Überdies kann das hydraulische axiale Vorspannen auch praktische und logistische Nachteile haben. Da mehr Ausrüstung und Spezialwerkzeuge benötigt werden, kann es deutlich teurer sein. „Das axiale Vorspannen ist ein kompliziertes Verfahren und wird nur von denen wirklich verstanden, die es regelmäßig anwenden“, sagt Noble. „Es werden spezielle Vorspannwerkzeuge benötigt und es ist schwierig, Spannwerkzeuge mit der gleichen Flexibilität zu entwickeln, die ein Drehmomentwerkzeug bietet.“

Die Wahrheit liegt also wie so häufig in der Mitte: Ob das tordierende Vorspannen mit Drehmoment oder das axiale Vorspannen die bessere Methode ist, muss von Fall zu Fall entschieden werden.

„Pauschale Aussagen verursachen eine Vielzahl von Rückfragen und zwingen bisweilen auch zu Kompromissen bei der Vorspannkraft. Gehen Sie so vor, wie es für die jeweilige Schraubenverbindung am besten ist“, sagt Noble und stellt abschließend fest: „Manchmal kommt es einfach darauf an, eine Anwendung mit offenen Augen zu betrachten, sich zu überlegen, wie die Ausrüstung zum Anwendungsort geschafft werden kann, sich den Einsatzort selbst genau anzuschauen und dann zu entscheiden, welches Montageverfahren bei der Anwendung überhaupt möglich ist.“

Wussten Sie schon, dass …
bei tordierenden Anziehverfahren in der Regel 90% des Anziehdrehmomentes allein zur Überwindung der Reibung (µ-Bereich
0,08-0,16) verbraucht werden?

QUERVERBINDUNGEN
Bei Schraubenverbindungen müssen mehrere Faktoren berücksichtigt werden, bevor zwischen tordierend oder torsionsfreiem, axialen Vorspannen entschieden wird.

  • Legen Sie den Sollwert für die Vorspannkraft der Anwendung fest.
  • Ziehen Sie alle Faktoren in Betracht, die Ihre Wahl direkt beeinflussen können.
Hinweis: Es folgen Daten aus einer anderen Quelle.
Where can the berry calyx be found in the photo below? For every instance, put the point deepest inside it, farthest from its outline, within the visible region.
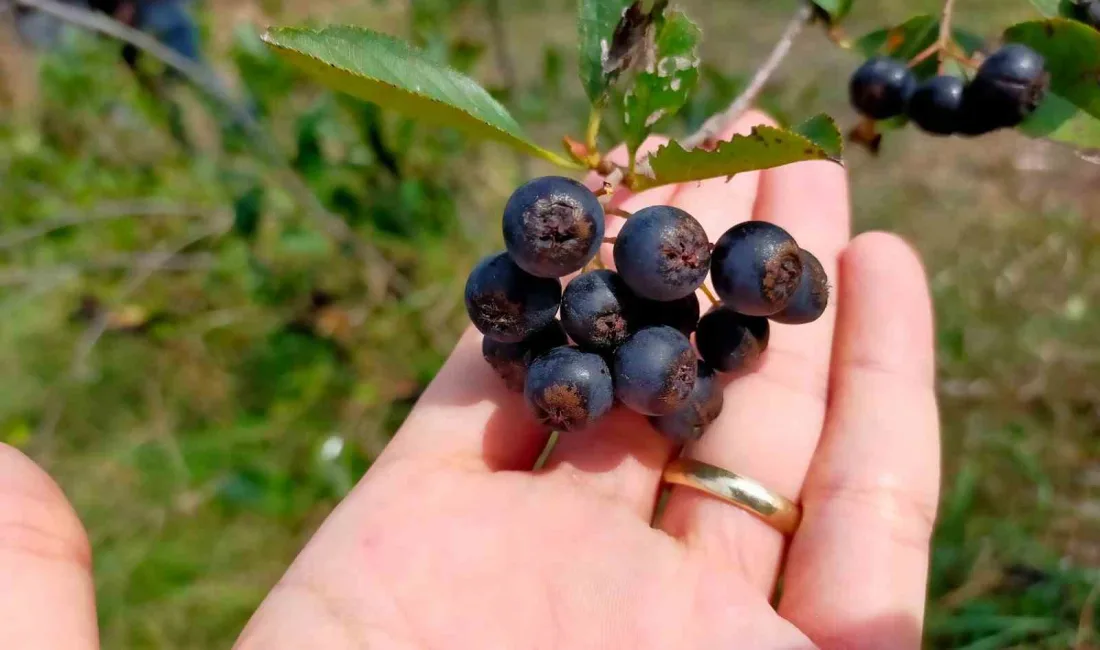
(662, 253)
(506, 303)
(936, 105)
(568, 389)
(597, 309)
(756, 267)
(732, 342)
(1010, 85)
(811, 298)
(655, 371)
(703, 406)
(510, 361)
(880, 88)
(552, 226)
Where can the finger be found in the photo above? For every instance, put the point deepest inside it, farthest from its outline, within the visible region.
(46, 594)
(469, 417)
(773, 416)
(870, 497)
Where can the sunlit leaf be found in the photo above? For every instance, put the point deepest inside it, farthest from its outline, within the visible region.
(392, 74)
(762, 149)
(660, 90)
(596, 20)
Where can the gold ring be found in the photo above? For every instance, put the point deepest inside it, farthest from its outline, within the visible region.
(776, 510)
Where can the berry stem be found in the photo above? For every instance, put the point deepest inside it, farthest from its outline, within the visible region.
(592, 133)
(945, 41)
(710, 295)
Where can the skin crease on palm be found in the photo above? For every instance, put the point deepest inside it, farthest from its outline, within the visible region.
(451, 541)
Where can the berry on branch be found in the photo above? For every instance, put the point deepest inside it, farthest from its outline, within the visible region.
(506, 303)
(880, 88)
(655, 371)
(569, 389)
(552, 226)
(662, 253)
(756, 267)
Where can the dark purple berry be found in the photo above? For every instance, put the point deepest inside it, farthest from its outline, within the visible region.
(568, 389)
(597, 310)
(880, 87)
(730, 342)
(1009, 86)
(682, 314)
(756, 267)
(811, 298)
(552, 226)
(702, 407)
(662, 253)
(1088, 12)
(507, 304)
(512, 360)
(655, 371)
(936, 105)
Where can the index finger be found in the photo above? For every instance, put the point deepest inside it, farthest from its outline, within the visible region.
(858, 565)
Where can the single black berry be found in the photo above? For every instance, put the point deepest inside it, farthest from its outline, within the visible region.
(512, 360)
(655, 371)
(730, 342)
(936, 105)
(880, 87)
(569, 389)
(662, 253)
(552, 226)
(681, 315)
(702, 407)
(506, 303)
(811, 298)
(1088, 12)
(597, 310)
(756, 267)
(1010, 85)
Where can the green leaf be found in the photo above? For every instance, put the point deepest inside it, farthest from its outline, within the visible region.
(1060, 121)
(1054, 8)
(596, 20)
(765, 147)
(835, 9)
(822, 130)
(392, 74)
(1073, 57)
(661, 90)
(912, 37)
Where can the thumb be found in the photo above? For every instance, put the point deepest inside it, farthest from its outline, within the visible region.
(46, 592)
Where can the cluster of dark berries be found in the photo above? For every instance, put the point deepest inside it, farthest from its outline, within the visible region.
(1008, 87)
(625, 335)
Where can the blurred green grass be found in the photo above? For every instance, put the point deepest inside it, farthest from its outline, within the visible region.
(204, 445)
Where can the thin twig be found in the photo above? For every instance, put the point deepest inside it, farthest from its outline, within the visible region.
(199, 76)
(713, 128)
(945, 32)
(106, 211)
(98, 327)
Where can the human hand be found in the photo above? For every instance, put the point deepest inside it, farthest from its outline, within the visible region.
(452, 541)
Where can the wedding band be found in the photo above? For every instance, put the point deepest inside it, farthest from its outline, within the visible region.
(776, 510)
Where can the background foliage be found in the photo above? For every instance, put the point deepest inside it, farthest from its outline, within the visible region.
(241, 389)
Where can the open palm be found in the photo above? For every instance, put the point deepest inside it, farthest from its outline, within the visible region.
(452, 541)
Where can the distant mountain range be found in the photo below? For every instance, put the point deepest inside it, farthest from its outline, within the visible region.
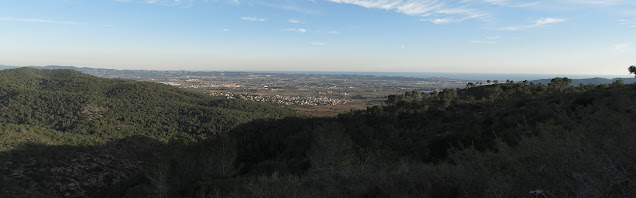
(595, 81)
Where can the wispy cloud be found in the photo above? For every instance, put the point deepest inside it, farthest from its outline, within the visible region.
(318, 43)
(254, 19)
(299, 30)
(622, 47)
(597, 2)
(482, 42)
(629, 22)
(184, 3)
(435, 11)
(538, 23)
(510, 3)
(37, 20)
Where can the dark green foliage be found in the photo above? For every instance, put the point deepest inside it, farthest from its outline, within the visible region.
(72, 102)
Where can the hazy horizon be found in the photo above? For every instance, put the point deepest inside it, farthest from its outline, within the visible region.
(451, 75)
(477, 36)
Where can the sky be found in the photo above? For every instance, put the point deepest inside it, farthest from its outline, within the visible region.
(465, 36)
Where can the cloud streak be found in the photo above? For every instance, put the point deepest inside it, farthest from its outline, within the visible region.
(435, 11)
(37, 20)
(254, 19)
(299, 30)
(538, 23)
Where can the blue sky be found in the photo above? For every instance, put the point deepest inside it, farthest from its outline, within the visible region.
(483, 36)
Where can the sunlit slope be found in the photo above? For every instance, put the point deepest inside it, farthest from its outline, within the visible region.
(72, 102)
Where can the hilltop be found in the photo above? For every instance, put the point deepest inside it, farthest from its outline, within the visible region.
(75, 103)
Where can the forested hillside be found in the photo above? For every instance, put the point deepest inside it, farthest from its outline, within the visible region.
(78, 104)
(498, 140)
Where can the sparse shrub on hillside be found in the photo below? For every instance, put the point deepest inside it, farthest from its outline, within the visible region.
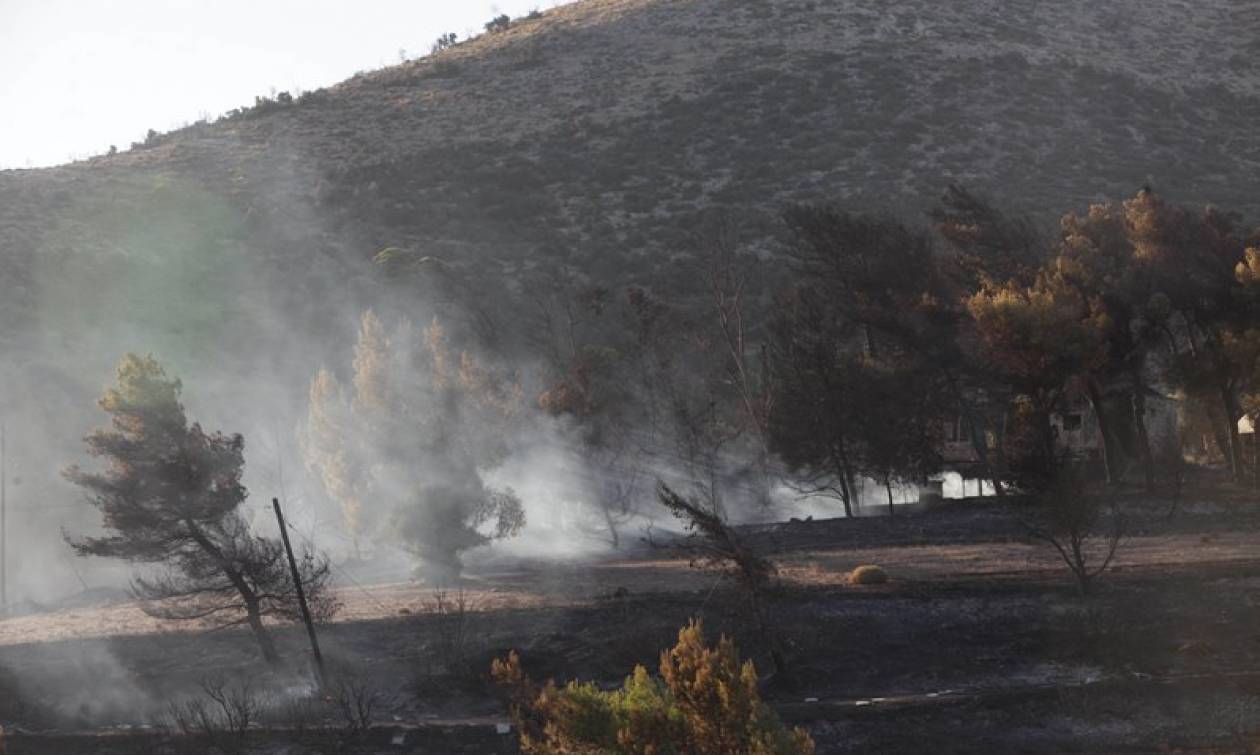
(704, 702)
(444, 42)
(500, 23)
(151, 139)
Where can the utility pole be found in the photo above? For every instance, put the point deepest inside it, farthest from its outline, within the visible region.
(4, 531)
(301, 593)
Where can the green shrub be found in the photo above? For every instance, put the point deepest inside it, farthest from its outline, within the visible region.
(868, 574)
(704, 702)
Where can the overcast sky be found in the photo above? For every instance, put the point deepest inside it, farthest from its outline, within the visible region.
(77, 76)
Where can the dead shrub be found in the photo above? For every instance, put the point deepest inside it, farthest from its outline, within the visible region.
(712, 543)
(221, 716)
(357, 702)
(868, 574)
(456, 659)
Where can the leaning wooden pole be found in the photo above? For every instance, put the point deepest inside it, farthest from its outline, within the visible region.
(301, 593)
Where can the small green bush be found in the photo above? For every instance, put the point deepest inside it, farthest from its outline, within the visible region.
(704, 702)
(868, 574)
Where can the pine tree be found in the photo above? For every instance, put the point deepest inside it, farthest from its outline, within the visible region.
(170, 495)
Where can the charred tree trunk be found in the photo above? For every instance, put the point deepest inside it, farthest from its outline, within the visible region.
(841, 466)
(1231, 417)
(260, 633)
(1109, 444)
(977, 436)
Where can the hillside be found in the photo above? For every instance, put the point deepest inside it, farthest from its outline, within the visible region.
(592, 139)
(595, 135)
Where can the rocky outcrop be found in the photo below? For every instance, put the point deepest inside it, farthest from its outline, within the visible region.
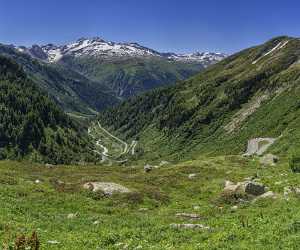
(248, 187)
(269, 160)
(108, 188)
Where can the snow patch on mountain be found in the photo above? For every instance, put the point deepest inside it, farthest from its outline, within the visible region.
(97, 47)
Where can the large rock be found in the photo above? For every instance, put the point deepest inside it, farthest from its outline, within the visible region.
(269, 160)
(248, 187)
(108, 188)
(267, 195)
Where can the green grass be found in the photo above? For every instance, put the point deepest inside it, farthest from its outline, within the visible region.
(27, 206)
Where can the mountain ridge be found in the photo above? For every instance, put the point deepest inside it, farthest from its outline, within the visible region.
(220, 109)
(101, 48)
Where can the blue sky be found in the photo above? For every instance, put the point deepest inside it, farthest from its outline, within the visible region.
(165, 25)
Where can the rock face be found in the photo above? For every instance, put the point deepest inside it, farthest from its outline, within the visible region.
(108, 188)
(192, 176)
(248, 187)
(254, 188)
(269, 160)
(258, 146)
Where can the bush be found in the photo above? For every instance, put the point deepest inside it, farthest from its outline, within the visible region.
(295, 163)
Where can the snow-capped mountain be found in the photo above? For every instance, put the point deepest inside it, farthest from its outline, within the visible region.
(97, 47)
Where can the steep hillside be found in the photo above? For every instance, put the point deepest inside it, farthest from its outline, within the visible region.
(72, 91)
(125, 68)
(131, 76)
(31, 125)
(251, 94)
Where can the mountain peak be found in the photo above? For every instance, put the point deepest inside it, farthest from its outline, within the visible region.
(100, 48)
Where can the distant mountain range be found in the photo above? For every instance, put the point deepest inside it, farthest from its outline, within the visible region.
(97, 47)
(90, 75)
(252, 94)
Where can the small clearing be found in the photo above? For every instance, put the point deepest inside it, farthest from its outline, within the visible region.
(258, 146)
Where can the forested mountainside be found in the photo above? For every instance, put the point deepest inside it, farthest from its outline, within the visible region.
(32, 126)
(254, 93)
(128, 77)
(127, 69)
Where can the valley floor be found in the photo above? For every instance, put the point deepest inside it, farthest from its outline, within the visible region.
(51, 201)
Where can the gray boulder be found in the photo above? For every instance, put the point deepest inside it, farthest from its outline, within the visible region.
(269, 160)
(254, 188)
(108, 188)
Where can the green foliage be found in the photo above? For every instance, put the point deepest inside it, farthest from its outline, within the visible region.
(141, 219)
(295, 163)
(70, 90)
(31, 124)
(190, 119)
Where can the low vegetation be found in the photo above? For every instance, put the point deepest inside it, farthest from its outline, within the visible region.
(51, 202)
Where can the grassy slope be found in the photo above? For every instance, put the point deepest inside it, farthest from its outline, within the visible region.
(27, 206)
(131, 76)
(183, 121)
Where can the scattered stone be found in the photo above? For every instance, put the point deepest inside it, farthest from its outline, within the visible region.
(289, 190)
(108, 188)
(186, 215)
(189, 226)
(254, 188)
(269, 160)
(53, 242)
(192, 176)
(268, 194)
(72, 216)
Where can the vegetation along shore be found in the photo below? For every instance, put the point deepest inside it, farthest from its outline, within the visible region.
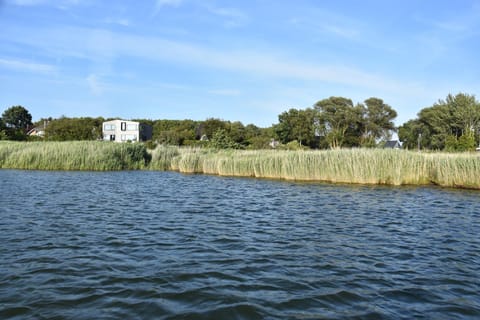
(362, 166)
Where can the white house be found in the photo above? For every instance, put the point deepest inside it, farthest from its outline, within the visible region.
(126, 131)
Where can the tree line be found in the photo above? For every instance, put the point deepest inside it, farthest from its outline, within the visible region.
(452, 124)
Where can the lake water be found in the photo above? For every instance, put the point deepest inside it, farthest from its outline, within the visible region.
(162, 245)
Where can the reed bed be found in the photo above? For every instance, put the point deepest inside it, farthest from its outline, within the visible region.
(362, 166)
(76, 155)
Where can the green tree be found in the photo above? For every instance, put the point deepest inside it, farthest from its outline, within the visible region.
(414, 134)
(210, 126)
(297, 125)
(3, 130)
(451, 124)
(378, 121)
(221, 140)
(338, 121)
(174, 132)
(17, 120)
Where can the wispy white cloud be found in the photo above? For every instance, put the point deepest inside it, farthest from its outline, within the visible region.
(100, 46)
(225, 92)
(233, 16)
(321, 22)
(26, 66)
(95, 84)
(118, 21)
(62, 4)
(159, 4)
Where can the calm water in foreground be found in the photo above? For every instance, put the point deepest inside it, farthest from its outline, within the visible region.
(161, 245)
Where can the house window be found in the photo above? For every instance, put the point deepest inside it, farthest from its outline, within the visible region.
(129, 137)
(132, 127)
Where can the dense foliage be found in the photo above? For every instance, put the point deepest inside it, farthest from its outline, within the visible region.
(452, 124)
(14, 123)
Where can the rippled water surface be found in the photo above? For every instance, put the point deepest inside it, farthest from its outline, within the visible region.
(161, 245)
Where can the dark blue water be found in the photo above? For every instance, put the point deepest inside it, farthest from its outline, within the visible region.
(160, 245)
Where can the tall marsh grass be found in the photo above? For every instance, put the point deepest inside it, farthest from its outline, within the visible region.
(363, 166)
(73, 155)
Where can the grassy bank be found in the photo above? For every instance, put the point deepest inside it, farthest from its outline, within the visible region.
(72, 155)
(364, 166)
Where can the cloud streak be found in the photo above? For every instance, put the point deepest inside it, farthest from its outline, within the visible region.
(25, 66)
(99, 46)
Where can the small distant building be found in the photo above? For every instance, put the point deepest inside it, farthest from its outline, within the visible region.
(274, 143)
(126, 131)
(392, 144)
(37, 132)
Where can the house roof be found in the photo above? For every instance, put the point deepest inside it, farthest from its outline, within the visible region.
(392, 144)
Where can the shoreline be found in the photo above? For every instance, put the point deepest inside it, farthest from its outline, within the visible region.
(344, 166)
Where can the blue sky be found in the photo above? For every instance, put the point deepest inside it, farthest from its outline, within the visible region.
(236, 60)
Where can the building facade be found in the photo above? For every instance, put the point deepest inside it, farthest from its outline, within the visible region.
(126, 131)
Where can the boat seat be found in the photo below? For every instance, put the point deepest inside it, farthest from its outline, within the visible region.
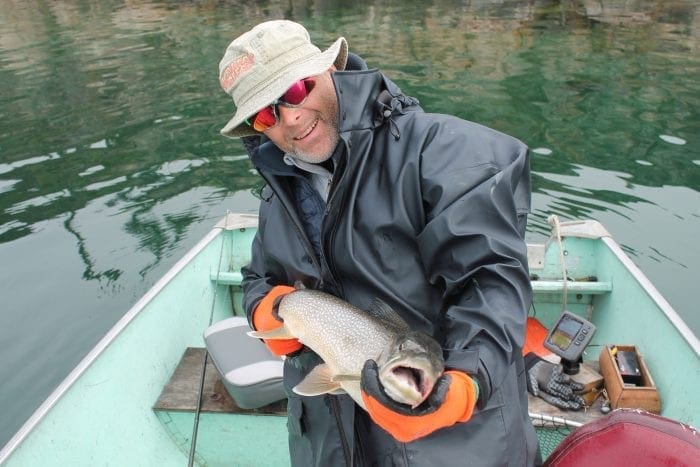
(251, 374)
(628, 437)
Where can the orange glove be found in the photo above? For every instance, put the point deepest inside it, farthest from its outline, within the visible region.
(452, 400)
(265, 319)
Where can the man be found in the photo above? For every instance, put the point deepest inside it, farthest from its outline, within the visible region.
(369, 197)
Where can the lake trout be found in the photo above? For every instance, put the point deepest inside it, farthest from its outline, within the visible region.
(344, 336)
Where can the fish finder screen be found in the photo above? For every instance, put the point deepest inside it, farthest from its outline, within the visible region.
(566, 330)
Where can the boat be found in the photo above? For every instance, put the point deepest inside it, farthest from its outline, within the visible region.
(106, 410)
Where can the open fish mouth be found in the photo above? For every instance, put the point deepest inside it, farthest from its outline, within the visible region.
(408, 385)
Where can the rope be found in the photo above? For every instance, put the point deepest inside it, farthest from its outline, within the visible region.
(553, 220)
(198, 409)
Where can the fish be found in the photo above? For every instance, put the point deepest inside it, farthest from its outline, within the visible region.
(409, 362)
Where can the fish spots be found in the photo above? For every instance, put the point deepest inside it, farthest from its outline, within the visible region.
(542, 151)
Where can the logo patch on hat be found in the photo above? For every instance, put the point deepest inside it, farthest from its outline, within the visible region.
(234, 69)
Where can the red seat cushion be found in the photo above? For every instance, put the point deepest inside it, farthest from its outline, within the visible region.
(629, 438)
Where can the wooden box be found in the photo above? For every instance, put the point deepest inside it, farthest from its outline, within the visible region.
(641, 396)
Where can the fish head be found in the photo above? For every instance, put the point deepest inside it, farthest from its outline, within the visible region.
(409, 367)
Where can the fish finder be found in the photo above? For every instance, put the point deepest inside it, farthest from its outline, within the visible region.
(568, 338)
Für Anwendungen, bei denen es von Vorteil ist, die Einwirkung von Torsionseffekten auf die Schraube/den Bolzen zu vermeiden, z.B. Fundamentbolzen in Beton, ist axiales Anziehen die beste Option. Wenn der Platz beschränkt ist, kann tordierendes Anziehen die bessere Option sein.
  • Unterschätzen Sie nicht die physikalischen und logistischen Beschränkungen. Damit ein Spannwerkzeug einen ausreichenden Eingriff hat, muss mindestens ein Gewindedurchmesser aus der Mutter herausstehen.